Both approaches can produce different benefits and risks for individuals, communities, and the environment. A benefit of the first approach for individuals and communities is that it can reduce the prevalence of mosquito-borne diseases by controlling mosquito populations with introducing pesticides into the environment. Since male mosquitoes do not bite, this approach poses no risk of infection from a GM mosquito bite. A potential environmental risk of this approach is that it could disrupt the food web by drastically reducing or eliminating the local population of Anopheles aegypti mosquitoes, which are important source of food for amphibians, bats, birds, fish, insects, and reptiles. However, it possible that these species could adjust to loss of this food source and that other mosquito species would fill the ecological niche vacated by Anopheles aegypti (Macer 2005, World Health Organization 2014).

A benefit of the second approach for individuals and communities is that it could reduce the prevalence of mosquito-borne diseases by making mosquitoes resistant to those diseases or incapable of transmitting them. A potential risk for individuals and communities is that the genetic modification might not work as intended and could theoretically increase the prevalence of some types of mosquito-borne diseases. For example, a genetic modification might promote malaria resistance but increase yellow fever susceptibility. A potential environmental risk is that the gene drive² mechanism used to increase the prevalence of targeted genes in the population might be transmitted to other species by viruses, with unpredictable effects on human health and the environment (World Health Organization 2014, National Academy of Sciences 2016).

Both approaches raise significant ethical issues at the level of the individual, community, and environment, such as (Macer 2005, Resnik 2012, Forthcoming, World Health Organization 2014):

• Individual consent: Should individuals have the right to decide whether they will be exposed to GM mosquitoes? How should such as right be balanced against the community’s interests in promoting public health? Should individual consent be required only for people who will be subjects of research studies related to a field trial?
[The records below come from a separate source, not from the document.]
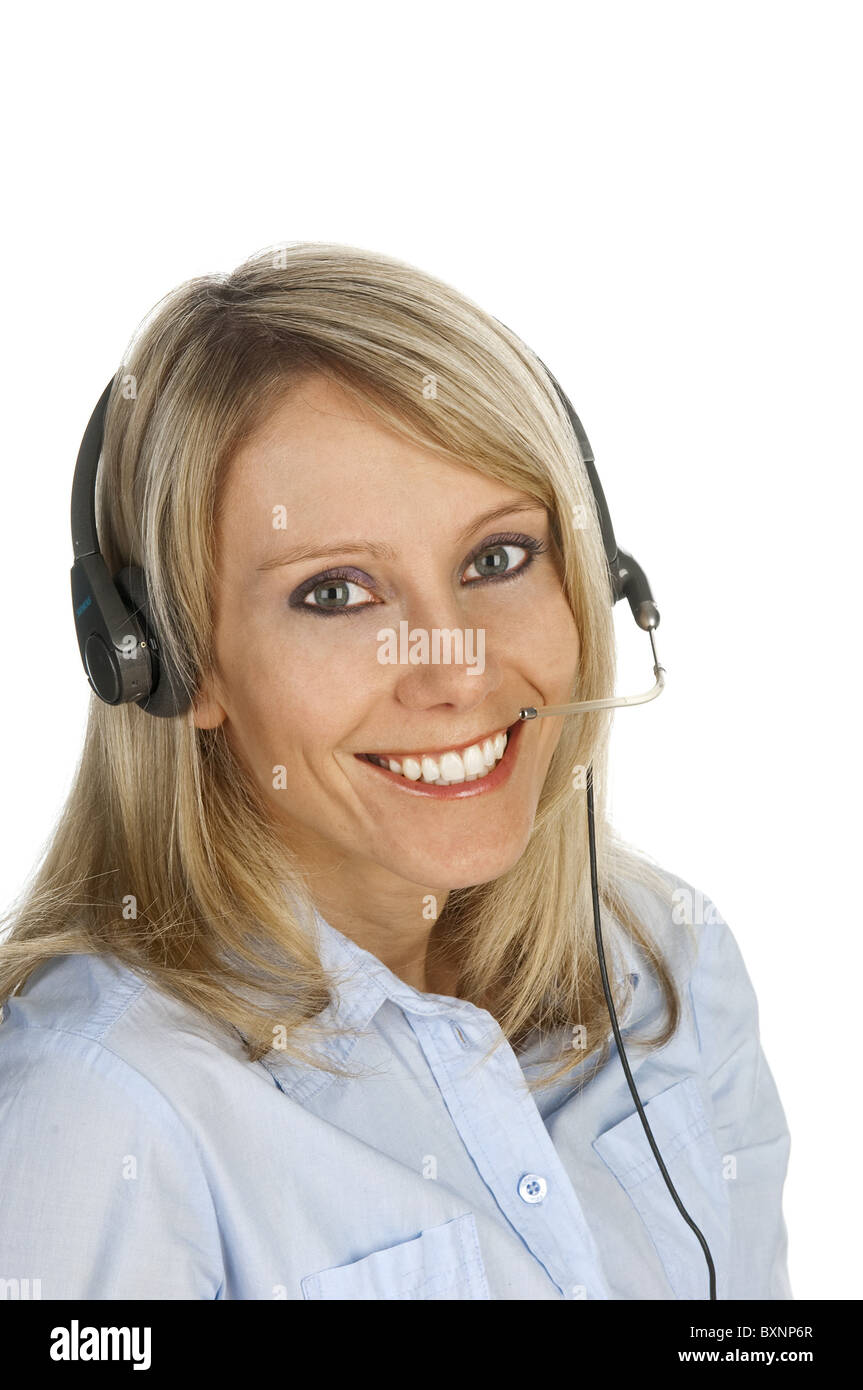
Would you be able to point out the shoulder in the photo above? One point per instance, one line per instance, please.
(699, 948)
(86, 1025)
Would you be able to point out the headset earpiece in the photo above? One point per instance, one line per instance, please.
(167, 695)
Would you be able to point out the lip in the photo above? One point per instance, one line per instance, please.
(457, 791)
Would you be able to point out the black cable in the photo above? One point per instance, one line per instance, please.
(620, 1047)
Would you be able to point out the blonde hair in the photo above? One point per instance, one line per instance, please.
(164, 815)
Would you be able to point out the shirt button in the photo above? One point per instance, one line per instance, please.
(532, 1187)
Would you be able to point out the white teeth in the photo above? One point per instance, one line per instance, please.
(452, 767)
(474, 762)
(470, 765)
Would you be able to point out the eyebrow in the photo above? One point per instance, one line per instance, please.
(378, 548)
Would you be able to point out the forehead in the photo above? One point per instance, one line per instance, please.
(324, 456)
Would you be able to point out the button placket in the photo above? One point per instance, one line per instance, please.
(489, 1100)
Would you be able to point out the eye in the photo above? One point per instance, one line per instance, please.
(495, 559)
(332, 592)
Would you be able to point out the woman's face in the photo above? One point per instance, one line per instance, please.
(300, 681)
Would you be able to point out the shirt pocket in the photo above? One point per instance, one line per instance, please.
(684, 1137)
(439, 1262)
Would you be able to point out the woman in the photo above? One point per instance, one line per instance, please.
(305, 1000)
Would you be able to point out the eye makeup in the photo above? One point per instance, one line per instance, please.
(341, 577)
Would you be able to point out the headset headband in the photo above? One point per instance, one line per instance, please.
(120, 648)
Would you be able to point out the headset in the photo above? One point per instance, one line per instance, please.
(125, 660)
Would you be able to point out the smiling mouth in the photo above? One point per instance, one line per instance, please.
(469, 763)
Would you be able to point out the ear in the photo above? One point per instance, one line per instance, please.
(206, 709)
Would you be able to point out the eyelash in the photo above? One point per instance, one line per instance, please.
(527, 542)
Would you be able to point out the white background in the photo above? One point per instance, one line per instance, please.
(664, 202)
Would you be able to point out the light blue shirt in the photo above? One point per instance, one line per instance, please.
(142, 1155)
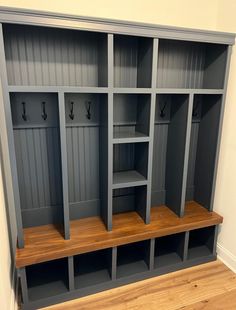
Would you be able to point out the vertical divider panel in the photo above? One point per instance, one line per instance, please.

• Community consent: Should the affected community have the right to approve or disapprove a field trial of GM mosquitoes? How should researchers or public health officials engage the local community? Should outside groups (such as organizations opposed to genetically modified organisms) be allowed to prevent the community from implementing a strategy to promote the health of its members?

• Public health benefits and risks: What are the public health benefits and risks of field trials of GM mosquitoes? How should benefits and risks be compared?

• Environmental risks: What are the potential environmental impacts of a field trial of GM mosquitoes? How should these impacts be evaluated? Should public health be promoted at the expense of the environment? Does introducing GM mosquitoes into the wild set a dangerous precedent for environmental policy?

As one can see from this list of questions, the issues raised by field trials of GM mosquitoes affect individuals, communities, and the environment and cannot be addressed by a decision-making method which focuses solely on clinical, research, or environmental ethics. To adequately address these issues, one must employ a more comprehensive framework, such as public health ethics or environmental health ethics, which encompasses these different ways of thinking about ethical dilemmas related to human health and environment. I applaud Dr. Lee for her efforts to move bioethics in this direction.